I originally found out about this when a program, written by someone else,
created a set of files on a NTFS 5 partition of Win2K. These are long
filenames and are entirely a mixture of upper case letters and numbers. My
program's users were trying to access these files, using wildcards, with
lower case letters. Presumably this was simply to avoid using the shift
key. Of course, that would work for any native Microsoft provided program,
such as dir. The wildcard pattern matched no files at all. Changing to
upper case worked around that problem.
It is possible that something else is going on here, like Microsoft
attempting to provide 8.3 versions of the names as well when
findfirst/findnext is executed. I will have to experiment.
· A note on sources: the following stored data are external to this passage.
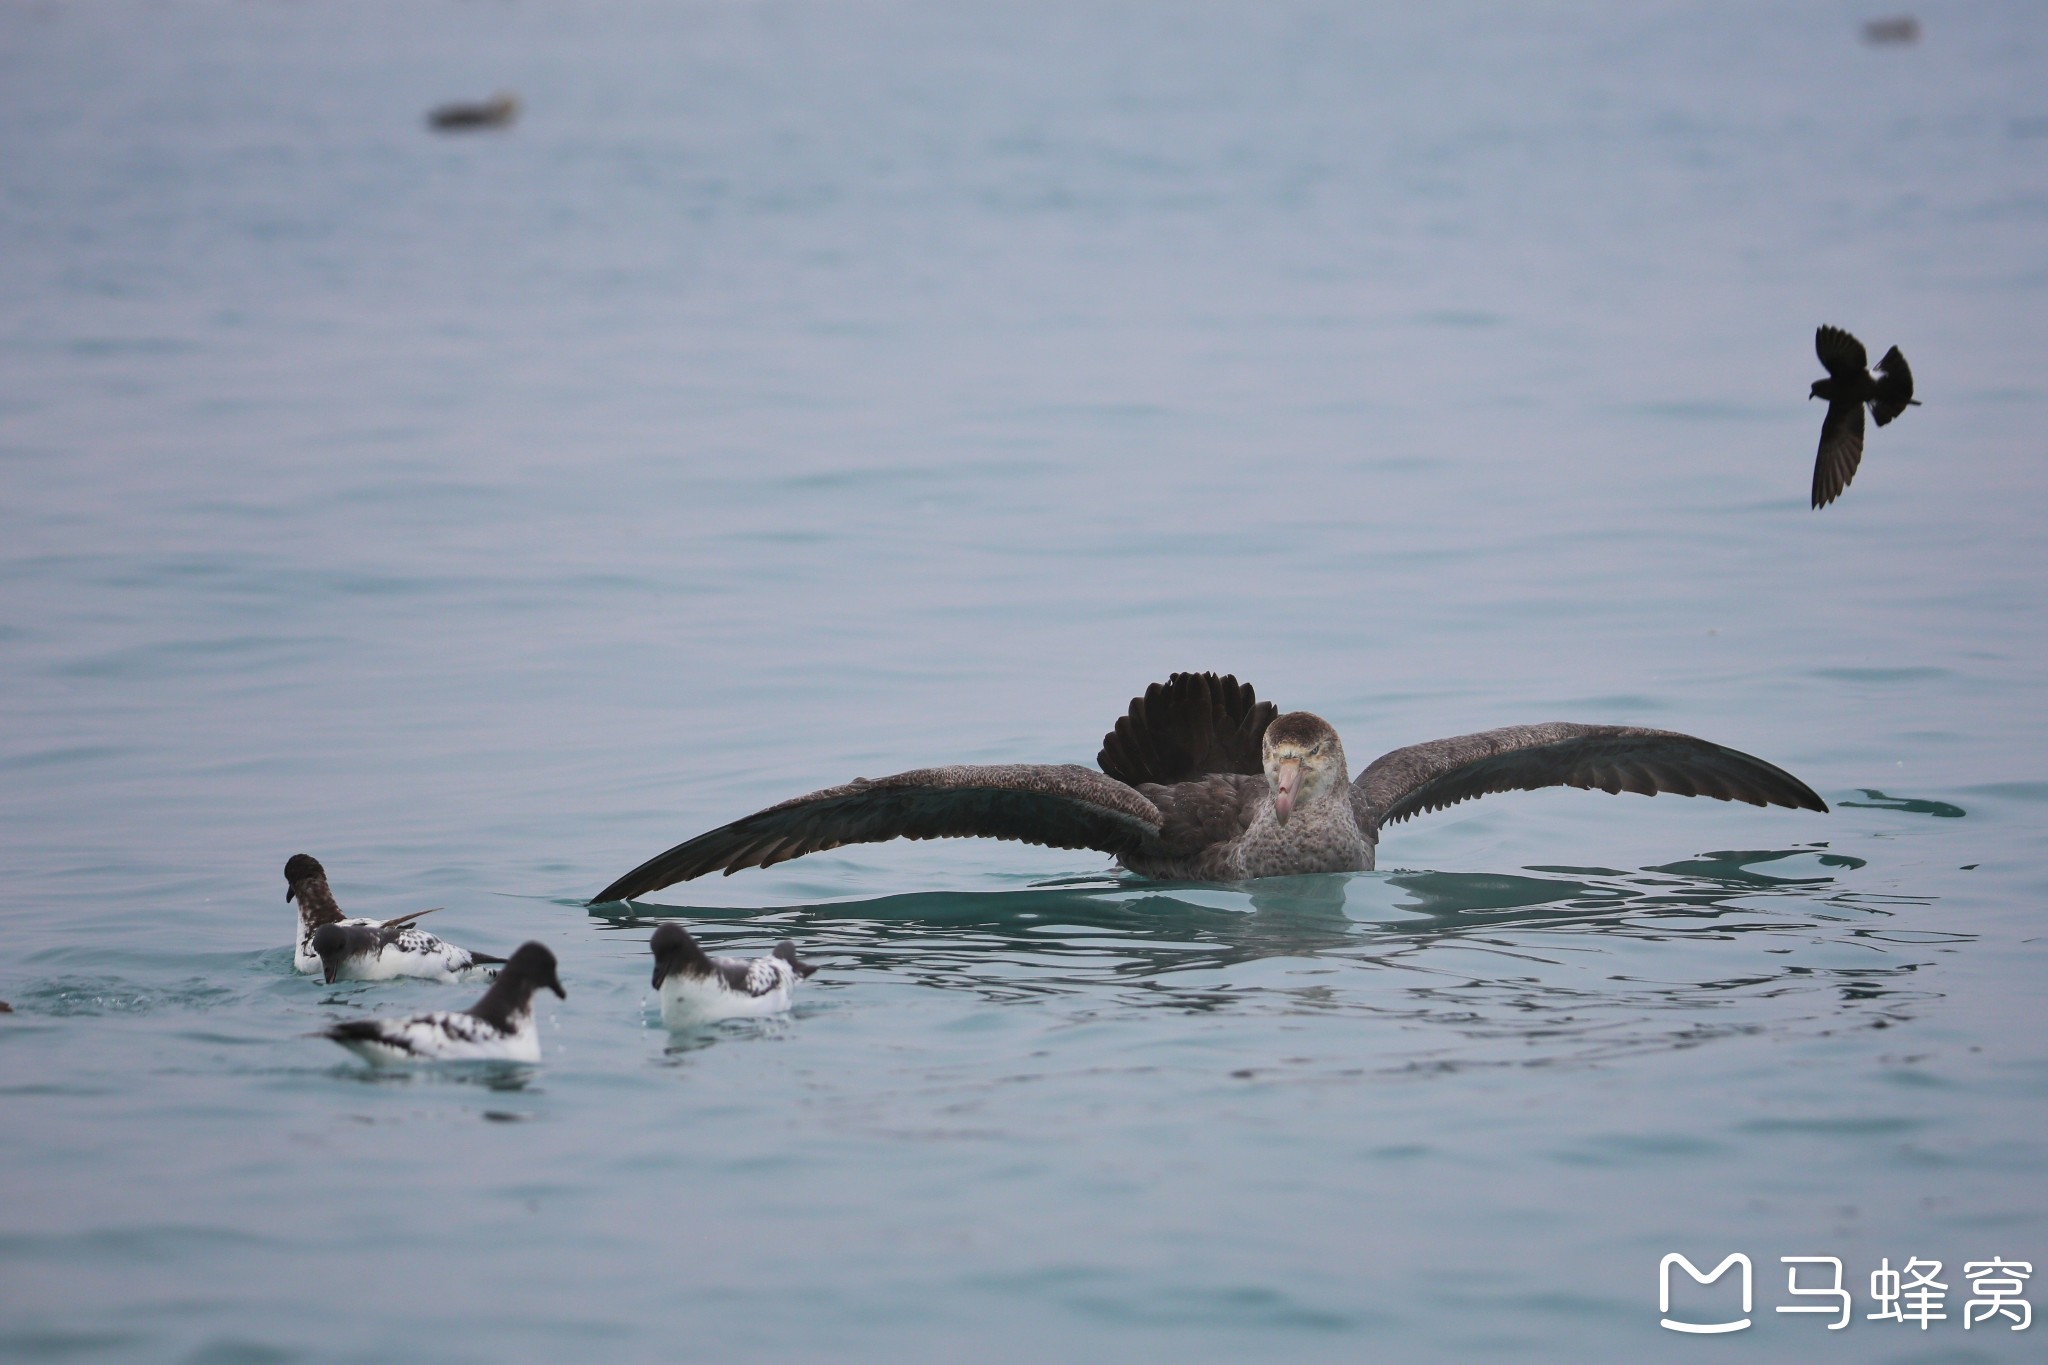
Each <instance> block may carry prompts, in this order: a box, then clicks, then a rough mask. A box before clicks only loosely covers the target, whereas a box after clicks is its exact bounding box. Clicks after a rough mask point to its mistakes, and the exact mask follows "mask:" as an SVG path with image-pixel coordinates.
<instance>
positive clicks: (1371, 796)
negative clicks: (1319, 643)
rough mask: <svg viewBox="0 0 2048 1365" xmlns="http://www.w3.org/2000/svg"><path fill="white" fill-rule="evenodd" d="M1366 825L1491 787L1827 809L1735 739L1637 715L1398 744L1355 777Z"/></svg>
mask: <svg viewBox="0 0 2048 1365" xmlns="http://www.w3.org/2000/svg"><path fill="white" fill-rule="evenodd" d="M1352 786H1354V794H1356V804H1358V806H1360V823H1362V825H1366V827H1368V829H1378V827H1380V825H1393V823H1395V821H1405V819H1409V817H1411V814H1421V812H1425V810H1440V808H1444V806H1450V804H1456V802H1460V800H1473V798H1475V796H1485V794H1489V792H1530V790H1536V788H1542V786H1577V788H1599V790H1604V792H1640V794H1645V796H1655V794H1657V792H1675V794H1679V796H1712V798H1714V800H1747V802H1749V804H1751V806H1792V808H1798V810H1827V802H1825V800H1821V798H1819V796H1817V794H1815V792H1812V788H1808V786H1806V784H1804V782H1800V780H1798V778H1794V776H1792V774H1788V772H1786V769H1782V767H1778V765H1774V763H1765V761H1763V759H1759V757H1751V755H1747V753H1741V751H1737V749H1726V747H1722V745H1714V743H1708V741H1704V739H1694V737H1692V735H1679V733H1675V731H1645V729H1636V726H1632V724H1573V722H1569V720H1552V722H1548V724H1509V726H1505V729H1499V731H1481V733H1477V735H1458V737H1456V739H1436V741H1430V743H1425V745H1409V747H1407V749H1395V751H1393V753H1386V755H1382V757H1378V759H1374V761H1372V765H1370V767H1366V772H1362V774H1358V782H1356V784H1352Z"/></svg>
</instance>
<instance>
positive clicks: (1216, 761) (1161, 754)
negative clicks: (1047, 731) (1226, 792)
mask: <svg viewBox="0 0 2048 1365" xmlns="http://www.w3.org/2000/svg"><path fill="white" fill-rule="evenodd" d="M1276 714H1280V708H1278V706H1274V704H1272V702H1262V700H1257V696H1253V692H1251V684H1239V681H1237V679H1235V677H1233V675H1229V673H1225V675H1223V677H1217V675H1214V673H1174V675H1171V677H1167V679H1165V681H1163V684H1153V686H1151V688H1145V696H1141V698H1135V700H1133V702H1130V712H1128V714H1126V716H1124V718H1122V720H1118V722H1116V729H1114V731H1110V733H1108V735H1104V737H1102V753H1100V755H1096V763H1098V765H1100V767H1102V772H1106V774H1110V776H1112V778H1116V780H1118V782H1124V784H1128V786H1139V784H1141V782H1157V784H1174V782H1194V780H1196V778H1206V776H1208V774H1260V772H1264V765H1262V759H1260V741H1262V739H1264V737H1266V726H1268V724H1272V720H1274V716H1276Z"/></svg>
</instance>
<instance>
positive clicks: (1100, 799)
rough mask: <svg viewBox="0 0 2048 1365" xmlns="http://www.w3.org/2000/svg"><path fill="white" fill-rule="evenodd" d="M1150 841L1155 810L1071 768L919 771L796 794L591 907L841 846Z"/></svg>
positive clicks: (745, 821) (1157, 810)
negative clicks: (852, 844) (927, 843)
mask: <svg viewBox="0 0 2048 1365" xmlns="http://www.w3.org/2000/svg"><path fill="white" fill-rule="evenodd" d="M1157 835H1159V808H1157V806H1153V804H1151V802H1149V800H1147V798H1145V796H1141V794H1137V792H1133V790H1130V788H1128V786H1124V784H1122V782H1116V780H1114V778H1104V776H1102V774H1098V772H1092V769H1087V767H1081V765H1077V763H995V765H965V763H963V765H954V767H920V769H913V772H907V774H895V776H893V778H877V780H874V782H868V780H866V778H856V780H854V782H848V784H846V786H834V788H825V790H823V792H811V794H809V796H797V798H795V800H784V802H782V804H778V806H768V808H766V810H758V812H756V814H750V817H748V819H743V821H733V823H731V825H723V827H719V829H713V831H711V833H707V835H698V837H696V839H690V841H688V843H678V845H676V847H672V849H670V851H666V853H662V855H659V857H651V860H647V862H645V864H641V866H639V868H635V870H633V872H627V874H625V876H623V878H618V880H616V882H612V884H610V886H606V888H604V890H600V892H598V894H596V896H594V898H592V905H600V902H604V900H633V898H635V896H645V894H647V892H651V890H662V888H664V886H670V884H674V882H688V880H690V878H696V876H705V874H707V872H723V874H727V876H731V874H733V872H739V870H741V868H768V866H772V864H778V862H786V860H791V857H803V855H805V853H817V851H819V849H836V847H840V845H844V843H883V841H885V839H958V837H983V839H1018V841H1022V843H1042V845H1047V847H1055V849H1102V851H1104V853H1128V851H1135V849H1141V847H1145V845H1147V843H1151V841H1155V839H1157Z"/></svg>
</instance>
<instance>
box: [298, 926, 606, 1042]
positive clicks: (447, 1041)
mask: <svg viewBox="0 0 2048 1365" xmlns="http://www.w3.org/2000/svg"><path fill="white" fill-rule="evenodd" d="M543 988H545V990H553V993H555V995H559V997H561V999H569V993H567V990H563V988H561V978H559V976H557V974H555V954H551V952H549V950H547V945H545V943H520V945H518V950H516V952H514V954H512V958H510V960H508V962H506V966H504V970H502V972H498V980H494V982H492V988H489V990H485V993H483V999H481V1001H477V1003H475V1005H471V1007H469V1009H436V1011H434V1013H430V1015H414V1017H410V1019H348V1021H342V1023H336V1025H334V1027H330V1029H326V1033H324V1038H332V1040H334V1042H338V1044H342V1046H344V1048H348V1050H350V1052H354V1054H356V1056H360V1058H362V1060H367V1062H379V1064H391V1062H539V1060H541V1033H539V1029H535V1025H532V993H535V990H543Z"/></svg>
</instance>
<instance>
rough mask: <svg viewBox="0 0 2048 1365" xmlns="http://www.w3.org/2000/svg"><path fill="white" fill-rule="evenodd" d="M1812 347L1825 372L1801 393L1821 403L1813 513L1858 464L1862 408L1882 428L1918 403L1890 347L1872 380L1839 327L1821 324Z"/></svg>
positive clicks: (1816, 333)
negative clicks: (1824, 369) (1876, 422)
mask: <svg viewBox="0 0 2048 1365" xmlns="http://www.w3.org/2000/svg"><path fill="white" fill-rule="evenodd" d="M1812 348H1815V350H1817V352H1819V354H1821V364H1823V366H1825V368H1827V379H1817V381H1812V391H1808V393H1806V397H1808V399H1827V415H1825V417H1821V450H1819V454H1817V456H1815V460H1812V505H1815V508H1817V510H1819V508H1825V505H1827V503H1831V501H1835V499H1837V497H1841V489H1845V487H1849V479H1853V477H1855V467H1858V465H1860V463H1862V460H1864V405H1866V403H1868V405H1870V415H1872V417H1876V420H1878V426H1884V424H1886V422H1890V420H1892V417H1896V415H1898V413H1903V411H1905V409H1907V407H1919V399H1915V397H1913V370H1909V368H1907V358H1905V356H1901V354H1898V348H1896V346H1892V348H1890V350H1888V352H1884V358H1882V360H1878V375H1876V379H1872V377H1870V370H1868V368H1866V366H1868V364H1870V356H1868V354H1866V352H1864V344H1862V342H1858V340H1855V338H1853V336H1849V334H1847V332H1843V329H1841V327H1827V325H1823V327H1821V329H1819V332H1815V334H1812Z"/></svg>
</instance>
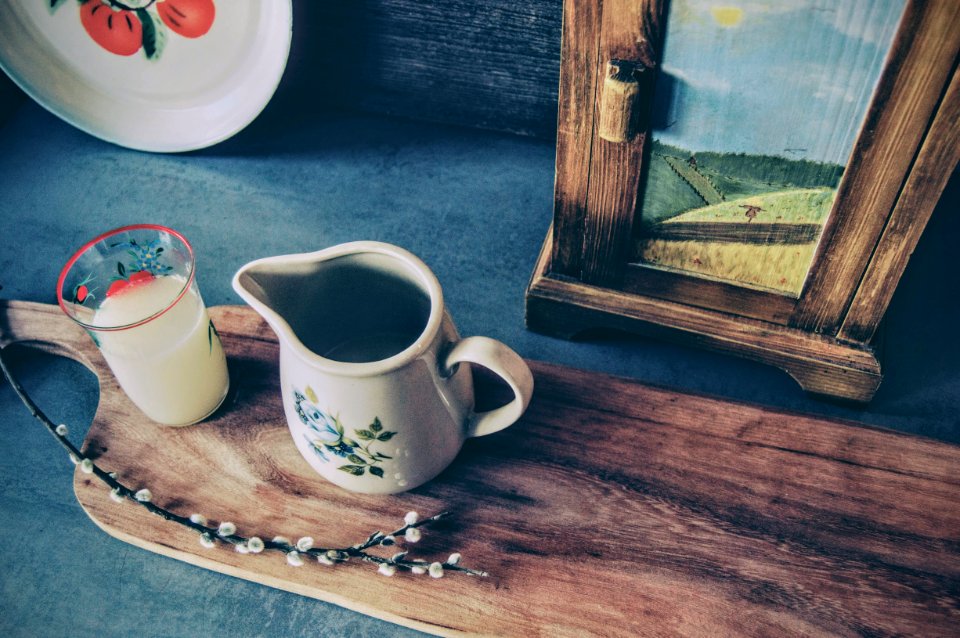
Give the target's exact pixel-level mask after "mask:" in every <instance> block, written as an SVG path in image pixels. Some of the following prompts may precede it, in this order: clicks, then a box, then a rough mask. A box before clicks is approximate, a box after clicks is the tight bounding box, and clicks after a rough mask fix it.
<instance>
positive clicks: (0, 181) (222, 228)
mask: <svg viewBox="0 0 960 638" xmlns="http://www.w3.org/2000/svg"><path fill="white" fill-rule="evenodd" d="M0 149H2V153H0V219H2V222H3V223H2V234H0V285H2V286H3V289H2V290H0V295H2V297H3V298H6V299H22V300H29V301H40V302H46V303H54V302H55V284H56V279H57V275H58V273H59V270H60V267H61V265H62V264H63V263H64V261H65V260H66V259H67V258H68V257H69V256H70V254H71V253H72V252H73V251H74V250H75V249H76V248H77V247H79V246H80V245H81V244H82V243H83V242H84V241H86V240H87V239H89V238H91V237H93V236H94V235H96V234H98V233H100V232H102V231H104V230H107V229H110V228H113V227H116V226H120V225H124V224H130V223H137V222H155V223H160V224H164V225H168V226H171V227H173V228H176V229H178V230H180V231H181V232H183V233H184V234H185V235H186V236H187V237H188V238H189V239H190V240H191V242H192V243H193V244H194V247H195V249H196V252H197V255H198V278H199V281H200V286H201V290H202V292H203V295H204V297H205V300H206V302H207V303H208V305H219V304H235V303H240V301H239V298H238V297H237V296H236V295H235V294H234V292H233V291H232V289H231V288H230V278H231V276H232V274H233V272H234V271H235V270H236V269H237V268H238V267H239V266H240V265H242V264H243V263H245V262H247V261H249V260H250V259H253V258H256V257H264V256H269V255H278V254H285V253H293V252H304V251H312V250H317V249H320V248H324V247H327V246H330V245H333V244H336V243H340V242H344V241H351V240H356V239H377V240H381V241H387V242H391V243H395V244H398V245H401V246H403V247H405V248H408V249H409V250H411V251H413V252H415V253H417V254H418V255H420V256H421V257H422V258H423V259H424V261H426V262H427V264H428V265H429V266H430V267H431V268H432V269H433V270H434V271H435V272H436V274H437V276H438V277H439V279H440V282H441V283H442V284H443V286H444V291H445V295H446V297H447V301H448V305H449V307H450V309H451V311H452V313H453V315H454V317H455V319H456V320H457V323H458V325H459V327H460V331H461V333H463V334H465V335H470V334H485V335H489V336H492V337H495V338H497V339H500V340H503V341H505V342H506V343H508V344H510V345H511V346H512V347H514V348H515V349H516V350H517V351H518V352H519V353H520V354H521V355H523V356H525V357H528V358H532V359H541V360H545V361H551V362H555V363H560V364H564V365H568V366H573V367H579V368H585V369H590V370H597V371H603V372H609V373H613V374H618V375H626V376H629V377H633V378H636V379H640V380H642V381H645V382H650V383H655V384H660V385H666V386H671V387H674V388H679V389H685V390H690V391H694V392H704V393H709V394H713V395H718V396H721V397H725V398H729V399H733V400H742V401H750V402H757V403H761V404H764V405H770V406H780V407H783V408H787V409H790V410H798V411H802V412H806V413H815V414H822V415H829V416H836V417H840V418H846V419H853V420H856V421H860V422H863V423H868V424H872V425H878V426H884V427H890V428H894V429H898V430H902V431H907V432H914V433H917V434H921V435H924V436H929V437H934V438H937V439H941V440H945V441H950V442H954V443H957V442H960V418H958V416H957V408H958V406H960V401H958V398H960V366H958V363H957V362H958V355H960V346H958V341H957V339H956V336H955V334H956V331H955V327H956V325H957V319H958V301H957V288H956V277H955V273H954V268H953V264H954V262H953V259H952V257H953V254H952V252H951V250H952V249H953V246H952V245H953V244H955V241H956V237H958V236H960V234H958V233H957V230H958V224H960V215H957V212H958V211H957V201H958V199H960V198H958V190H960V188H958V180H957V179H954V180H953V182H952V184H951V186H950V187H949V188H948V193H947V194H946V195H945V196H944V199H943V200H942V201H941V204H940V206H939V207H938V210H937V211H936V212H935V213H934V216H933V219H932V221H931V223H930V225H929V227H928V230H927V232H926V234H925V235H924V237H923V239H922V240H921V244H920V247H919V248H918V250H917V252H916V254H915V255H914V257H913V259H912V261H911V263H910V266H909V268H908V270H907V273H906V275H905V277H904V279H903V280H902V282H901V286H900V288H899V289H898V292H897V294H896V296H895V298H894V301H893V303H892V305H891V308H890V311H889V313H888V315H887V321H886V325H885V326H884V329H883V335H884V342H883V343H884V358H883V361H884V364H885V376H886V378H885V380H884V382H883V384H882V385H881V387H880V391H879V392H878V393H877V395H876V398H875V399H874V401H873V402H872V403H871V404H870V405H869V406H868V407H866V408H853V407H849V406H839V405H833V404H828V403H823V402H820V401H816V400H812V399H810V398H808V397H806V396H804V395H803V393H802V392H801V391H800V389H799V388H798V386H797V385H796V384H795V383H794V382H793V381H792V380H791V379H790V378H789V377H788V376H787V375H786V374H785V373H783V372H780V371H778V370H775V369H772V368H768V367H765V366H760V365H757V364H753V363H750V362H746V361H742V360H739V359H734V358H729V357H725V356H720V355H716V354H712V353H709V352H704V351H699V350H694V349H688V348H683V347H678V346H673V345H669V344H664V343H660V342H656V341H651V340H647V339H643V338H638V337H629V336H613V335H611V336H604V337H602V338H597V339H594V340H591V341H586V342H567V341H561V340H557V339H552V338H549V337H546V336H542V335H538V334H534V333H531V332H529V331H527V330H526V329H525V328H524V324H523V293H524V288H525V286H526V284H527V281H528V279H529V276H530V273H531V271H532V269H533V265H534V260H535V258H536V255H537V252H538V250H539V248H540V246H541V244H542V242H543V238H544V235H545V233H546V231H547V227H548V225H549V223H550V218H551V210H552V190H553V163H554V147H553V144H552V143H549V142H543V141H536V140H530V139H524V138H516V137H510V136H505V135H500V134H495V133H489V132H478V131H473V130H462V129H455V128H445V127H438V126H432V125H427V124H418V123H410V122H398V121H392V120H387V119H381V118H376V117H369V116H357V115H343V114H322V115H315V116H313V117H304V116H291V115H288V114H284V113H278V112H271V111H270V110H269V109H268V111H267V112H266V113H265V114H264V116H263V117H261V118H260V120H258V121H257V122H255V123H254V125H253V126H252V127H250V128H249V129H247V130H246V131H243V132H242V133H240V134H239V135H238V136H236V137H235V138H233V139H231V140H228V141H227V142H225V143H223V144H221V145H219V146H216V147H214V148H212V149H208V150H205V151H201V152H196V153H191V154H184V155H153V154H147V153H140V152H135V151H130V150H126V149H123V148H119V147H116V146H113V145H110V144H107V143H105V142H101V141H99V140H97V139H94V138H91V137H89V136H87V135H86V134H84V133H82V132H80V131H78V130H76V129H74V128H72V127H71V126H69V125H68V124H65V123H63V122H61V121H60V120H58V119H57V118H55V117H53V116H52V115H50V114H48V113H47V112H45V111H44V110H42V109H41V108H40V107H38V106H36V105H35V104H33V103H32V102H29V101H26V102H24V103H23V104H22V105H21V106H20V107H19V108H17V109H16V110H15V111H14V112H13V114H12V115H11V117H10V118H9V119H8V120H7V121H6V122H5V123H3V124H2V125H0ZM14 364H15V371H16V372H17V373H18V374H19V375H20V377H21V380H22V382H23V384H24V385H25V386H26V388H27V390H28V391H29V392H30V393H31V394H32V395H33V396H34V397H35V399H36V401H37V402H38V403H39V404H40V405H41V407H42V408H43V409H44V410H45V411H47V413H48V414H49V415H50V416H51V418H52V419H54V420H55V421H56V422H64V423H67V424H69V425H70V428H71V432H72V438H73V439H74V441H76V442H77V443H79V442H80V441H82V439H83V436H84V433H85V431H86V428H87V426H88V425H89V422H90V420H91V418H92V416H93V413H94V411H95V409H96V404H97V396H98V395H97V387H96V383H95V380H94V379H93V376H92V375H91V374H90V373H88V372H87V371H86V370H85V369H83V368H82V367H81V366H80V365H79V364H75V363H73V362H68V361H64V360H62V359H58V358H56V357H51V356H47V355H40V354H38V353H36V352H35V351H30V350H27V349H24V348H17V349H15V356H14ZM0 415H2V427H0V450H2V454H3V461H2V463H0V547H2V548H3V557H4V564H3V569H2V571H0V635H3V636H10V637H13V636H67V635H70V636H104V637H106V636H196V635H203V634H212V635H218V636H236V637H240V636H299V635H305V636H306V635H309V636H406V635H415V634H416V633H417V632H413V631H409V630H406V629H403V628H400V627H396V626H394V625H390V624H388V623H385V622H382V621H379V620H375V619H372V618H367V617H365V616H362V615H360V614H357V613H354V612H351V611H347V610H345V609H342V608H339V607H336V606H334V605H330V604H326V603H322V602H318V601H315V600H312V599H308V598H303V597H300V596H298V595H295V594H289V593H285V592H281V591H277V590H274V589H270V588H268V587H265V586H261V585H256V584H252V583H248V582H245V581H241V580H237V579H234V578H231V577H228V576H223V575H221V574H217V573H214V572H210V571H206V570H203V569H200V568H197V567H193V566H190V565H187V564H184V563H180V562H178V561H175V560H172V559H169V558H164V557H161V556H157V555H154V554H151V553H149V552H146V551H143V550H140V549H136V548H134V547H132V546H129V545H127V544H125V543H123V542H121V541H119V540H115V539H113V538H111V537H109V536H107V535H106V534H105V533H103V532H101V531H100V530H99V529H98V528H97V527H96V526H95V525H94V524H93V523H92V522H91V521H90V520H89V519H88V518H87V517H86V515H85V514H84V513H83V511H82V510H81V509H80V506H79V505H78V504H77V502H76V500H75V498H74V496H73V494H72V488H71V483H72V475H73V469H74V468H73V466H72V465H71V464H70V462H69V461H68V460H67V459H66V458H65V456H64V455H63V454H62V453H61V451H60V448H59V446H57V445H56V443H55V442H54V441H53V440H52V439H51V438H50V436H49V435H48V434H47V433H46V432H45V431H44V430H43V428H42V427H41V426H40V425H39V424H38V423H36V422H35V421H34V420H33V419H32V418H31V417H30V416H29V414H28V413H27V412H26V410H25V409H23V407H22V406H21V405H20V404H19V403H18V402H17V400H16V397H15V396H14V394H13V392H12V391H11V390H10V388H9V387H8V386H7V385H5V384H4V385H2V386H0ZM318 480H320V479H319V478H318ZM411 586H416V585H415V584H414V583H411Z"/></svg>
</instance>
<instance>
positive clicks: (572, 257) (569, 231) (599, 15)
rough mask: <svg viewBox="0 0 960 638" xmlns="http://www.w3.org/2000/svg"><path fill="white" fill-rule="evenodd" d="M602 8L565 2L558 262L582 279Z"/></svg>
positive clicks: (554, 221)
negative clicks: (595, 90)
mask: <svg viewBox="0 0 960 638" xmlns="http://www.w3.org/2000/svg"><path fill="white" fill-rule="evenodd" d="M599 21H600V4H599V2H594V1H590V2H582V1H580V0H566V1H565V2H564V7H563V49H562V58H561V69H560V105H559V109H558V115H557V164H556V180H555V182H554V211H553V225H554V227H555V228H556V229H557V231H558V232H557V233H556V234H555V235H554V238H555V240H554V244H553V263H554V267H555V268H556V272H557V273H558V274H563V275H569V276H571V277H579V276H580V268H581V266H580V264H581V258H582V256H583V223H584V217H585V214H586V208H587V191H588V188H589V184H590V149H591V147H592V140H593V129H594V126H593V120H594V115H595V113H596V111H595V109H594V92H595V88H596V83H597V71H598V69H597V65H596V64H595V61H596V59H597V51H598V47H599V46H600V24H599Z"/></svg>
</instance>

On my suggestion of a different algorithm. What I meant (simpilified to one
dictory level) was the equivalent of
pattern = lowercase(pattern)
while (filename = getdirectoryentry()) {
if match(pattern,lowercase(filename))
do something with filename (still in its original case)
}
This should work for 8.3 filesystems.
You guys are doing wonderful work. If the behaviour I am looking for is
wrong for you for any reason, I will simply replace glob() by one of my own
choosing. For my development system, I really don't care much about this
but it is simply too hard to explain this to everyone else, most of which
have never seen a case sensitive operating system in the first place.